Debating Islam’s “Golden Age”
By FrontPage Magazine
FrontPageMagazine.com | October 26, 2004

(In our October 8th issue, we ran Mustafa Akyol’s article Still
Standing for Islam – and Against Terrorism. Below is a response from
Bat Ye’or, followed by a rejoinder from Mr. Akyol, and then a final
word from Bat Ye’or. ā€“ The Editors)

*
Spare Us Another “Golden Age” By Bat Ye’or

The hope inspired by Mr. Mustafa Akyol’s long article in Front Page
Magazine is tempered by his deception. Mr. Akyol speaks of the
necessity to re-interpret the fundamental teachings and scriptures of
Islam, particularly the hadith and sira (the biography of the Prophet).
Finally we see here a potential Muslim effort to continue and improve
the critical exegesis initiated by the great Orientalists of the 19th
century, particularly Ignaz Goldziher, whose work has since become
anathema to the Muslim intelligentsia. However, Mr Akyol does not
explain on what authority a selection of hadith and events of the sira
will be made, since, he himself, in the course of his argumentation,
simply uses them to prove the justice of Islam.

Disputing the veracity of the claim in the sacralized biography of
Muhammad regarding the massacre of the Qurayza Jews is most welcome
since it negates the Muslim command to kill Jews in order to emulate
the Prophet. This assertion must be fully encouraged, because the
treatment of the Jews by the Prophet has became the standard by which
the classical Muslim jurists formulated their policy toward
non-Muslims, as embodied in the Shari’a and in the jihad’s rules.
Hence, when non-Muslims (primarily Hindus and Christians) were killed
in Bali, Amrozi, the Indonesian terrorist, invoked the fate of the Jews
in the oasis of Khaybar, perhaps confusing them with the mass slaughter
of their co-religionists, the Qurayza. Although many of the Jews of
Khaybar were killed in an unprovoked jihad campaign by Muhammad, those
vanquished Khaybar Jews who surrendered were not killed, but were
dispossessed and became exploited dhimmi tributaries, until, within a
decade later, they were expelled by the “Rightly Guided” Caliph Umar.

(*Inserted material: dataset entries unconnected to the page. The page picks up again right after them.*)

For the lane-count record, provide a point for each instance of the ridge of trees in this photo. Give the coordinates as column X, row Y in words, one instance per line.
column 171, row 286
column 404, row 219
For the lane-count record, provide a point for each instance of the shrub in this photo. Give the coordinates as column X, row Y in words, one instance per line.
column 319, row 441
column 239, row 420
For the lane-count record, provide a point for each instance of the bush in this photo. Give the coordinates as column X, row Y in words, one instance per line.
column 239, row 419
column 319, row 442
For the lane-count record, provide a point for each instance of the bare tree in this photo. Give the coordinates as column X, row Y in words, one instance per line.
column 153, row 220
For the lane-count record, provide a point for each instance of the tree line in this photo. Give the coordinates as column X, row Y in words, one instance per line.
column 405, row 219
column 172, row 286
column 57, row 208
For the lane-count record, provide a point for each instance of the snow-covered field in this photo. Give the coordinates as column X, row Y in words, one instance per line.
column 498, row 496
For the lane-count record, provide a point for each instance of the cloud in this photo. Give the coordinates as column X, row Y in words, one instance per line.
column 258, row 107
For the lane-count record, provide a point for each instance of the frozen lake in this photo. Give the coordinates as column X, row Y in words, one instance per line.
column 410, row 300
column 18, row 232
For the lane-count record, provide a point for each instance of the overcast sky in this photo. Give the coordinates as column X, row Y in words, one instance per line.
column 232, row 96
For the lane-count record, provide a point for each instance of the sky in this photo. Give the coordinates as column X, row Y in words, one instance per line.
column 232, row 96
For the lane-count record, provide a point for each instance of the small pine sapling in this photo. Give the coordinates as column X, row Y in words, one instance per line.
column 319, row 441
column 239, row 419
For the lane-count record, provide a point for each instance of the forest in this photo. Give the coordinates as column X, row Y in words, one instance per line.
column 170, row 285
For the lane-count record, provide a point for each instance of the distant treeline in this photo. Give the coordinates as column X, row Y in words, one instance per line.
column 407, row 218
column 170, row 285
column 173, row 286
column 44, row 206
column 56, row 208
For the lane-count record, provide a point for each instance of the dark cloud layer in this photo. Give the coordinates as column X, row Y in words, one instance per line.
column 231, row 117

In fact, there is no way for us, in the 21st century. to know what
really happened in a small Arabian oasis in the seventh century given
the lack of contemporary evidence. But Mr. Akyol again contradicts
himself by implying that the Qurayza’s punishment was justified,
because they acted treacherously while of course there are no objective
proofs for such accusations, which rest merely on the demonization of
the victims. Moreover the problem does not concern only the Qurayza
Jews but the Jews and Christians throughout the Hedjaz, who were, soon
afterward dispossessed, and within a decade of Muhammad’s death,
expelled, according to his professed (i.e., again, in the sira)
deathbed wishes.

As Mr. Akyol stated rightly, this was not exceptional at that time. The
problem now is that such acts have been attributed to the Prophet
Muhammad who is the model to be emulated by all Muslims. Hence, while
even worse wars might have been perpetrated in the world by rulers long
since forgotten, the acts and sayings of Muhammad concerning
non-Muslims are still binding for over a billion Muslims today. To
decry Dr. Bostom’s analyses, based on 13 centuries of Islamic teaching
and writing, and accepted today in all Muslim countries, is almost
surrealistic.

It is true that now we see an effort by Muslim theologians to
contextualize the actions and words attributed to the Prophet Muhammad,
and thereby introduce an element of relativity between the seventh
century, and the present. But this timid and belated tendency has not
the slightest influence on the current jihadist war of terror against
the West overwhelmingly approved in the Muslim countries.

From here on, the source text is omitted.